> I doubt it is something that the founding fathers of Free Software/Open Source had in mind.
Free Software sure, that wasn't the point.
Open Source, that was exactly the point. Eric S Raymond, one of the original promoters of the concept of Open Source coined Linus' Law:
Given enough eyeballs, all bugs are shallow
Which definitely points in the direction of receiving bug reports and patches from users of the application. He was also a proponent of the Bazaar model, where software is developed in public, as opposed to the Cathedral model where software is only released in milestones (he used GCC and Emacs as examples, which reinforces the part of your statement about the Free Software movement in particular).ESR was from a time that was radically different than the the VSCode / brew / macOS / Ubuntu centric era we have today.
https://www.catb.org/~esr/faqs/hacker-howto.html#believe5Linus’ Law doesn’t really imply anything about maintainers behavior though. As an example, you can imagine maintainers that never update their repos. Every bug fix is a forking of the repo, and people only use the repo with the latest commits. Eventually, the bug count goes down as well!

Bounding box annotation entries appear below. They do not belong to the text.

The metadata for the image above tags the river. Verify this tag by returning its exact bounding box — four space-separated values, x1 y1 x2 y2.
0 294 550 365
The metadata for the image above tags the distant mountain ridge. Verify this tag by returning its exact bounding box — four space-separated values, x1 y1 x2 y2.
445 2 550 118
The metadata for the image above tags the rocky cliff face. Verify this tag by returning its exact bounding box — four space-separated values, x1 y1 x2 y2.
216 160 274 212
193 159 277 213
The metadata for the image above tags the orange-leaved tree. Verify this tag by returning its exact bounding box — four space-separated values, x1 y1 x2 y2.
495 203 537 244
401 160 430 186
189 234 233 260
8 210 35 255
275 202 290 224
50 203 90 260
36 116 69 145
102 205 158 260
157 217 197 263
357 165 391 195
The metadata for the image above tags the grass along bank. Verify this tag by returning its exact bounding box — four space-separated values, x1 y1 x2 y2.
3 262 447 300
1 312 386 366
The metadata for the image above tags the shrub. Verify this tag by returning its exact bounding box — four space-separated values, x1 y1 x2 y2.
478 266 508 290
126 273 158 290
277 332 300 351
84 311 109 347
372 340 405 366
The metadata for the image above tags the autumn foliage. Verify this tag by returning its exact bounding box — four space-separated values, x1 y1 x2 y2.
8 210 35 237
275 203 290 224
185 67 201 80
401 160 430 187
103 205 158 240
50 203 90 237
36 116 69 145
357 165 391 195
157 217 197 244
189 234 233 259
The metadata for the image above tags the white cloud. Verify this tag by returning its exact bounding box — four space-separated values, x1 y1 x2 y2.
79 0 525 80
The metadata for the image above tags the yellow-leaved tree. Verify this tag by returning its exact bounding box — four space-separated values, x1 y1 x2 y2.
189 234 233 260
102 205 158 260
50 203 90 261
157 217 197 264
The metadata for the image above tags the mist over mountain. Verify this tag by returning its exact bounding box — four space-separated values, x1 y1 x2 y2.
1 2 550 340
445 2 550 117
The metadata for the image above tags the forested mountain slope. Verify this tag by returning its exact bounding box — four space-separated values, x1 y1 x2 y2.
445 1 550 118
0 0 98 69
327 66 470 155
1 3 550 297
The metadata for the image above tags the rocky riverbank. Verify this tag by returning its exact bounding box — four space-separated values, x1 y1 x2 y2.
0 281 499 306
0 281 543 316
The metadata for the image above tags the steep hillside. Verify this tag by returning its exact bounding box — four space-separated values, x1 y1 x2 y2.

ESR is also from a time where spamming countless reports/junk code wasn't really a concept.
They did have things like trolls and zealots that thought "Their one idea" was a gift from god and the maintainers were idiots for not adding it to the application. And eventually those people may have been banned from mailing lists. But in general the people posting code were typically well known and had some interest in fixing the application for some useful purpose.
Simply put, no idealism stands the test of time without change. Nature shows us that everything must evolve or it goes extinct. How 'free software' evolves is now up for debate.